Logo, o que falta é a implementação de um modelo de formação em saúde que associe a teoria com a realidade do serviço, provocando o profissional a refletir sobre sua prática, dando ênfase a atuação interdisciplinar e interprofissional, bem como um modelo de gestão que permita aos gestores um maior conhecimento sobre o SUS (nos seus múltiplos aspectos), para que possam compreender os processos e as demandas dentro de contextos amplos e específicos, para, então, encontrar as soluções de maneira adequada com os recursos humanos que possuem à sua disposição e gerência.
Desse modo, não se pode mais admitir a manutenção de uma formação profissional que não possibilite a reflexão do profissional sobre a prática diária, tornando-o incapaz a se comprometer com o trabalho, uma vez que o sistema por ser fragmentado, não o autoriza a responder às demandas atuais com eficácia e eficiência, e, em consequência disso, pactuando com uma assistência desintegrada e desumanizada.
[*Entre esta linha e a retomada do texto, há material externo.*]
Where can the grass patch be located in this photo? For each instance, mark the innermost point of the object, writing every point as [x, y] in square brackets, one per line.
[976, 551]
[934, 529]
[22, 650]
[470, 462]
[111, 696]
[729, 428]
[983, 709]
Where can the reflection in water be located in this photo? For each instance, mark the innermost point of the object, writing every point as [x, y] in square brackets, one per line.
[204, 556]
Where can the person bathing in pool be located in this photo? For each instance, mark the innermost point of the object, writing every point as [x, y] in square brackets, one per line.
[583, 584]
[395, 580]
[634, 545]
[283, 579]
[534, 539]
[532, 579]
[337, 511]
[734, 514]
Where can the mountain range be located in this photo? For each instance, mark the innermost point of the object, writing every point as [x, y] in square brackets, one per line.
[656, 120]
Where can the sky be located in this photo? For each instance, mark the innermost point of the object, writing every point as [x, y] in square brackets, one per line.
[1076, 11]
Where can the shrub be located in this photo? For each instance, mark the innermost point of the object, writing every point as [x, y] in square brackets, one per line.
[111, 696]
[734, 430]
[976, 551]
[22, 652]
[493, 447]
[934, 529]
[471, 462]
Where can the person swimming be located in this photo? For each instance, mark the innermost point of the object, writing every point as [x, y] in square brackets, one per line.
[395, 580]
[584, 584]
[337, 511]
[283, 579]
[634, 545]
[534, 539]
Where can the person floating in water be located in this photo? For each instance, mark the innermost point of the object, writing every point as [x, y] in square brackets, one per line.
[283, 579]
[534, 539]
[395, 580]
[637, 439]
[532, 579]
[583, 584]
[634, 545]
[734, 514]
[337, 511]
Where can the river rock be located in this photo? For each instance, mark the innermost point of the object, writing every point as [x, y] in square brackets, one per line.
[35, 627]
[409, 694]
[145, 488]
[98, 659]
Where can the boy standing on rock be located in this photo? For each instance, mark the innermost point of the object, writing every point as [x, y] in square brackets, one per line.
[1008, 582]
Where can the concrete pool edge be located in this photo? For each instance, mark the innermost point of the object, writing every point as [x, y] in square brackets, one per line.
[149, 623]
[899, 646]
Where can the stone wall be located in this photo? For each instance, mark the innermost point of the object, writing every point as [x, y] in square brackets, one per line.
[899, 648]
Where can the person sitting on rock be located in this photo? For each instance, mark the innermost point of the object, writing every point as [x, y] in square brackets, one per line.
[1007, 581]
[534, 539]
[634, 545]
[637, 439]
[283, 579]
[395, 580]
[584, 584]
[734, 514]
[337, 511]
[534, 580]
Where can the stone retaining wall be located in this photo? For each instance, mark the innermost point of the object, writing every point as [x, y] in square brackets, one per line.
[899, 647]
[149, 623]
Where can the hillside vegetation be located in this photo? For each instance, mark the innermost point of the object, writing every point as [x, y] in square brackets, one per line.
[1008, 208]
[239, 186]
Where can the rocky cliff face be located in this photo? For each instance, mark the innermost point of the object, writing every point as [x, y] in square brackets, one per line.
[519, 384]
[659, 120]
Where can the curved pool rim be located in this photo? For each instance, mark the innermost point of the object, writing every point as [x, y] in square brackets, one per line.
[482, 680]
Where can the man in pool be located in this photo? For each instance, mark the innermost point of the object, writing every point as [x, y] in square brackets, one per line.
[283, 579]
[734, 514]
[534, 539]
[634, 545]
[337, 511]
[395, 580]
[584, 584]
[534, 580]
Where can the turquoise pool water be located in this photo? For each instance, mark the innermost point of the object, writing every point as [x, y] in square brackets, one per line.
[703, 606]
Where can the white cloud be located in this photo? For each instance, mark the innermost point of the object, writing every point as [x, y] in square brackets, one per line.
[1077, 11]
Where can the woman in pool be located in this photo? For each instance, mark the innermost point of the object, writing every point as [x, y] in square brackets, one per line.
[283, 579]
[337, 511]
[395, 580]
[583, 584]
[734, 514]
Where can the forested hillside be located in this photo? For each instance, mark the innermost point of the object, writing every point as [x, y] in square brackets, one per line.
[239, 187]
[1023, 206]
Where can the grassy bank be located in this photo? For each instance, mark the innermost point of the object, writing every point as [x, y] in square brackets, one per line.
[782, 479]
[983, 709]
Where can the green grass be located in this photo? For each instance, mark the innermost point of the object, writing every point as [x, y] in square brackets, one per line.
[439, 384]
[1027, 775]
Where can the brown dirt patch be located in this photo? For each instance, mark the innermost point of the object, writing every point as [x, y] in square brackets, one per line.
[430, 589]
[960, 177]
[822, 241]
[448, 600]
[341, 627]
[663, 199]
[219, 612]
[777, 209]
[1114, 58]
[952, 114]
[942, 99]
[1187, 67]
Logo, é fundamental dizer que a permanência do atual modelo de formação dos profissionais da saúde perpetua a fragmentação do conhecimento, do cuidado e da assistência, dificulta a integralidade do atendimento ao usuário, e amplia as desigualdades sociais.
Por fim, é preciso que o Estado reconheça e implemente políticas públicas de educação em saúde sustentáveis, que empoderem a interprofissionalidade e autorizem formação e práticas interprofissionais e de redes com o objetivo estratégico de qualificar verdadeiramente o serviço de saúde e de combater às problemáticas sociais, já que essas políticas são fundamentais e determinantes ao acesso à saúde com qualidade e com universalidade para a população, e somente essas políticas é que podem garantir a diminuição da desigualdade social e da injustiça existentes no acesso à saúde, de modo a proporcionar a formação de hábitos e de valores mais políticos e saudáveis, capazes de construir uma cidadania ativa e crítica, com preservação ambiental e sustentabilidade. Em suma, somente o reconhecimento da importância do papel das políticas públicas pelo Estado é o que pode garantir uma mudança nos modelos de formação de profissionais da saúde, e apenas quando essas políticas alinharem gestão em serviço, formação profissional, necessidades de mercado e da população, e condições sustentáveis da prática em saúde é que o ‘cabo de guerra’ deixará de existir para ser transformar em redes de gestão, autossustentáveis e capazes de fazer a diferença a quem mais precisa: todos nós.